Francisco Marchant

Personal information
- Full name: Francisco Javier Marchant Madrid
- Date of birth: 31 July 2006 (age 20)
- Place of birth: Santiago, Chile
- Height: 1.70 m (5 ft 7 in)
- Position: Winger

Team information
- Current team: Colo-Colo
- Number: 7

Youth career
- Colo-Colo

Senior career*
- Years: Team / Apps / (Gls)
- 2025–: Colo-Colo / 14 / (1)

International career^{‡}
- 2023: Chile U17 / 8 / (0)
- 2025–: Chile U20 / 4 / (0)

= Francisco Marchant =

Chilean footballer

Francisco Javier Marchant Madrid (born 31 July 2006) is a Chilean professional footballer who plays as a winger for Colo-Colo.

==Club career==
A product of Colo-Colo, Marchant was promoted to the first team in 2025 under Jorge Almirón and made his senior debut in the friendly match against Racing Club on 18 January. He made his official professional debut in the Copa Chile match against Unión San Felipe on 12 February. He scored his first goal in the 2–1 away loss against Audax Italiano on 22 June of the same year.
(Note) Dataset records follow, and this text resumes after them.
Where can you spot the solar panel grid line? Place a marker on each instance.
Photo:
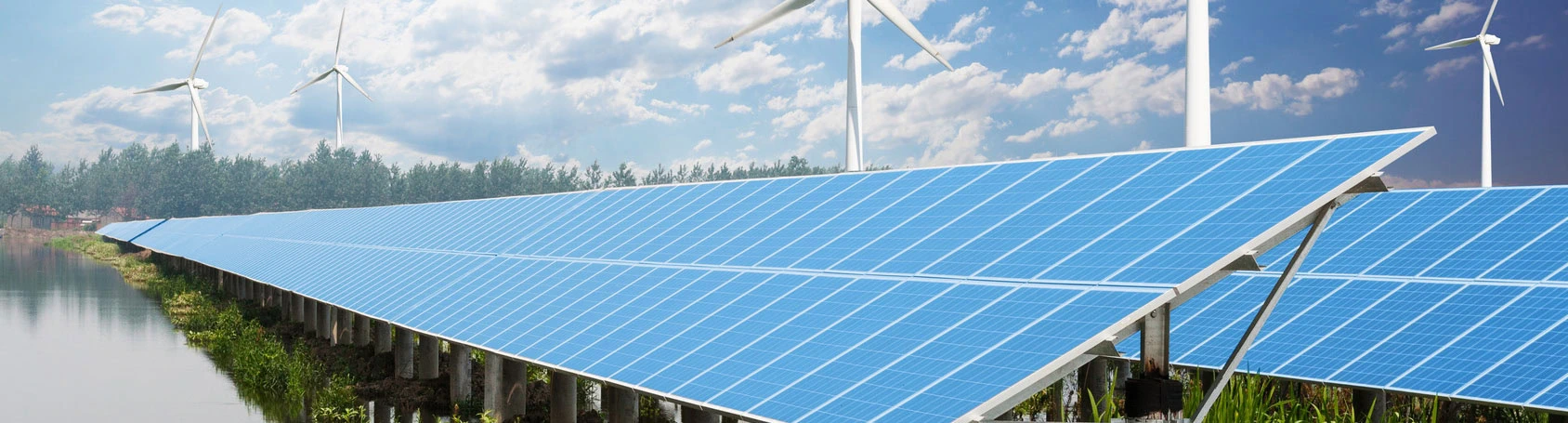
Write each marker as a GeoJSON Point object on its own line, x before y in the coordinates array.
{"type": "Point", "coordinates": [791, 244]}
{"type": "Point", "coordinates": [770, 210]}
{"type": "Point", "coordinates": [751, 203]}
{"type": "Point", "coordinates": [1495, 223]}
{"type": "Point", "coordinates": [1365, 235]}
{"type": "Point", "coordinates": [725, 224]}
{"type": "Point", "coordinates": [929, 340]}
{"type": "Point", "coordinates": [1392, 334]}
{"type": "Point", "coordinates": [540, 301]}
{"type": "Point", "coordinates": [667, 340]}
{"type": "Point", "coordinates": [1068, 217]}
{"type": "Point", "coordinates": [1412, 240]}
{"type": "Point", "coordinates": [879, 212]}
{"type": "Point", "coordinates": [854, 347]}
{"type": "Point", "coordinates": [799, 217]}
{"type": "Point", "coordinates": [1151, 205]}
{"type": "Point", "coordinates": [977, 205]}
{"type": "Point", "coordinates": [1339, 326]}
{"type": "Point", "coordinates": [1013, 215]}
{"type": "Point", "coordinates": [1510, 354]}
{"type": "Point", "coordinates": [918, 392]}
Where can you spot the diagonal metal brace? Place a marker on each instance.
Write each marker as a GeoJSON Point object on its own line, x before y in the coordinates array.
{"type": "Point", "coordinates": [1262, 312]}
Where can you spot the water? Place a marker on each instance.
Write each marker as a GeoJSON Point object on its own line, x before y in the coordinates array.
{"type": "Point", "coordinates": [80, 345]}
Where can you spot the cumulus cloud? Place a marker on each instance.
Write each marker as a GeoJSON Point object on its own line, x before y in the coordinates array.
{"type": "Point", "coordinates": [1275, 91]}
{"type": "Point", "coordinates": [1449, 66]}
{"type": "Point", "coordinates": [1235, 66]}
{"type": "Point", "coordinates": [745, 69]}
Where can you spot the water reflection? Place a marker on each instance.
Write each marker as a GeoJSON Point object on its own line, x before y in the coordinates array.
{"type": "Point", "coordinates": [79, 345]}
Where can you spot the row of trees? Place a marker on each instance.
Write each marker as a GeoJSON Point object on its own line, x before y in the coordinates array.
{"type": "Point", "coordinates": [168, 182]}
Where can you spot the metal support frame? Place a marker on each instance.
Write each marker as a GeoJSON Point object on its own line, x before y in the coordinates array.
{"type": "Point", "coordinates": [1264, 311]}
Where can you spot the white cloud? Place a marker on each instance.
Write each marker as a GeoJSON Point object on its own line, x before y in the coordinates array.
{"type": "Point", "coordinates": [1535, 41]}
{"type": "Point", "coordinates": [124, 18]}
{"type": "Point", "coordinates": [745, 69]}
{"type": "Point", "coordinates": [1392, 8]}
{"type": "Point", "coordinates": [1030, 8]}
{"type": "Point", "coordinates": [1451, 13]}
{"type": "Point", "coordinates": [1275, 91]}
{"type": "Point", "coordinates": [1449, 66]}
{"type": "Point", "coordinates": [1235, 64]}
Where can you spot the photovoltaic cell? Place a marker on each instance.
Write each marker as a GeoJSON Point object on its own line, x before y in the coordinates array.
{"type": "Point", "coordinates": [1433, 292]}
{"type": "Point", "coordinates": [922, 295]}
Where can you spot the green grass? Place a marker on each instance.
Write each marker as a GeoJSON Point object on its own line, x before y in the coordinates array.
{"type": "Point", "coordinates": [259, 364]}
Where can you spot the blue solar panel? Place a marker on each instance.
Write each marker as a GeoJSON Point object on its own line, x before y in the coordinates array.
{"type": "Point", "coordinates": [1431, 292]}
{"type": "Point", "coordinates": [874, 297]}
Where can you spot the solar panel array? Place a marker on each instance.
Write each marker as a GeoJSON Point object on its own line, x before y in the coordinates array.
{"type": "Point", "coordinates": [1437, 292]}
{"type": "Point", "coordinates": [875, 297]}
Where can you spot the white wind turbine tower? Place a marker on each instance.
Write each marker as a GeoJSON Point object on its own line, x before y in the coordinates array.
{"type": "Point", "coordinates": [342, 74]}
{"type": "Point", "coordinates": [191, 84]}
{"type": "Point", "coordinates": [1488, 79]}
{"type": "Point", "coordinates": [1198, 119]}
{"type": "Point", "coordinates": [854, 144]}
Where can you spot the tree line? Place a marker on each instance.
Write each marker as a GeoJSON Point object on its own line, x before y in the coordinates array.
{"type": "Point", "coordinates": [168, 182]}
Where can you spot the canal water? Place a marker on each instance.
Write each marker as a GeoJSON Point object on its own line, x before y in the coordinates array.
{"type": "Point", "coordinates": [80, 345]}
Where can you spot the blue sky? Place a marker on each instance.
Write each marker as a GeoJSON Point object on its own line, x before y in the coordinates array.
{"type": "Point", "coordinates": [572, 82]}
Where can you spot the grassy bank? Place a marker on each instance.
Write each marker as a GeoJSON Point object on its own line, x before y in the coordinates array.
{"type": "Point", "coordinates": [278, 373]}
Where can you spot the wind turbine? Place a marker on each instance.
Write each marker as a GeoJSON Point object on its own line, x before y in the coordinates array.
{"type": "Point", "coordinates": [1488, 79]}
{"type": "Point", "coordinates": [342, 74]}
{"type": "Point", "coordinates": [852, 157]}
{"type": "Point", "coordinates": [191, 84]}
{"type": "Point", "coordinates": [1198, 119]}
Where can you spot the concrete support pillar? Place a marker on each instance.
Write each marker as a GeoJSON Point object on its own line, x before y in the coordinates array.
{"type": "Point", "coordinates": [403, 354]}
{"type": "Point", "coordinates": [494, 365]}
{"type": "Point", "coordinates": [460, 372]}
{"type": "Point", "coordinates": [1091, 390]}
{"type": "Point", "coordinates": [620, 404]}
{"type": "Point", "coordinates": [323, 320]}
{"type": "Point", "coordinates": [383, 336]}
{"type": "Point", "coordinates": [1371, 404]}
{"type": "Point", "coordinates": [563, 397]}
{"type": "Point", "coordinates": [361, 331]}
{"type": "Point", "coordinates": [515, 389]}
{"type": "Point", "coordinates": [428, 358]}
{"type": "Point", "coordinates": [697, 416]}
{"type": "Point", "coordinates": [342, 326]}
{"type": "Point", "coordinates": [307, 313]}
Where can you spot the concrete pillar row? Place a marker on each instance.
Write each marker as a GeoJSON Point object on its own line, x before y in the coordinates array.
{"type": "Point", "coordinates": [620, 404]}
{"type": "Point", "coordinates": [342, 326]}
{"type": "Point", "coordinates": [460, 372]}
{"type": "Point", "coordinates": [563, 397]}
{"type": "Point", "coordinates": [515, 388]}
{"type": "Point", "coordinates": [403, 354]}
{"type": "Point", "coordinates": [383, 337]}
{"type": "Point", "coordinates": [428, 361]}
{"type": "Point", "coordinates": [361, 329]}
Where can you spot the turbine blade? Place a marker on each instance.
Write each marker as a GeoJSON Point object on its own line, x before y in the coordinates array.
{"type": "Point", "coordinates": [908, 29]}
{"type": "Point", "coordinates": [1452, 45]}
{"type": "Point", "coordinates": [316, 80]}
{"type": "Point", "coordinates": [339, 36]}
{"type": "Point", "coordinates": [778, 11]}
{"type": "Point", "coordinates": [163, 88]}
{"type": "Point", "coordinates": [357, 85]}
{"type": "Point", "coordinates": [1488, 18]}
{"type": "Point", "coordinates": [204, 41]}
{"type": "Point", "coordinates": [201, 114]}
{"type": "Point", "coordinates": [1492, 69]}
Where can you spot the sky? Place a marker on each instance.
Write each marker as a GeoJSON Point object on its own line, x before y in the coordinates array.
{"type": "Point", "coordinates": [640, 82]}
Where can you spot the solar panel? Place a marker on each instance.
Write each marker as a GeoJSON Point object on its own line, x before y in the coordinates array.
{"type": "Point", "coordinates": [921, 295]}
{"type": "Point", "coordinates": [1433, 292]}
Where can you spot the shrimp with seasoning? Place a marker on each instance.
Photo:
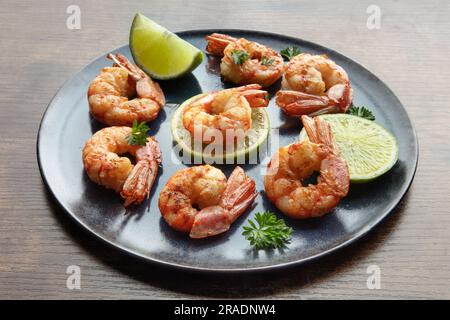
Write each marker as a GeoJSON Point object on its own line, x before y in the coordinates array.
{"type": "Point", "coordinates": [110, 92]}
{"type": "Point", "coordinates": [244, 61]}
{"type": "Point", "coordinates": [105, 166]}
{"type": "Point", "coordinates": [202, 202]}
{"type": "Point", "coordinates": [292, 164]}
{"type": "Point", "coordinates": [314, 85]}
{"type": "Point", "coordinates": [225, 111]}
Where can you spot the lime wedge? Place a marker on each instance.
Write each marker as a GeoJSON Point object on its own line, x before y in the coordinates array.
{"type": "Point", "coordinates": [254, 138]}
{"type": "Point", "coordinates": [370, 150]}
{"type": "Point", "coordinates": [159, 52]}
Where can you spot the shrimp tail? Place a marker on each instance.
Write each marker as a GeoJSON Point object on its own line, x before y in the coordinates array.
{"type": "Point", "coordinates": [296, 103]}
{"type": "Point", "coordinates": [239, 193]}
{"type": "Point", "coordinates": [139, 183]}
{"type": "Point", "coordinates": [217, 43]}
{"type": "Point", "coordinates": [257, 98]}
{"type": "Point", "coordinates": [334, 168]}
{"type": "Point", "coordinates": [319, 131]}
{"type": "Point", "coordinates": [210, 222]}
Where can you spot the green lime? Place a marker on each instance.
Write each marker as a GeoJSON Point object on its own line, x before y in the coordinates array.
{"type": "Point", "coordinates": [244, 151]}
{"type": "Point", "coordinates": [370, 150]}
{"type": "Point", "coordinates": [159, 52]}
In November 2025, Marchant was ranked eight by CIES Football Observatory in most key passes for shots per 90 minutes in 10 Latin America's leagues. On 24 December of the same year, he was ranked 53 in best non-big-5 league players born in 2006 or later.

==International career==
Marchant represented Chile at under-17 in the 2023 South American Championship.

In 2025, Marchant represented Chile U20 at the FIFA World Cup.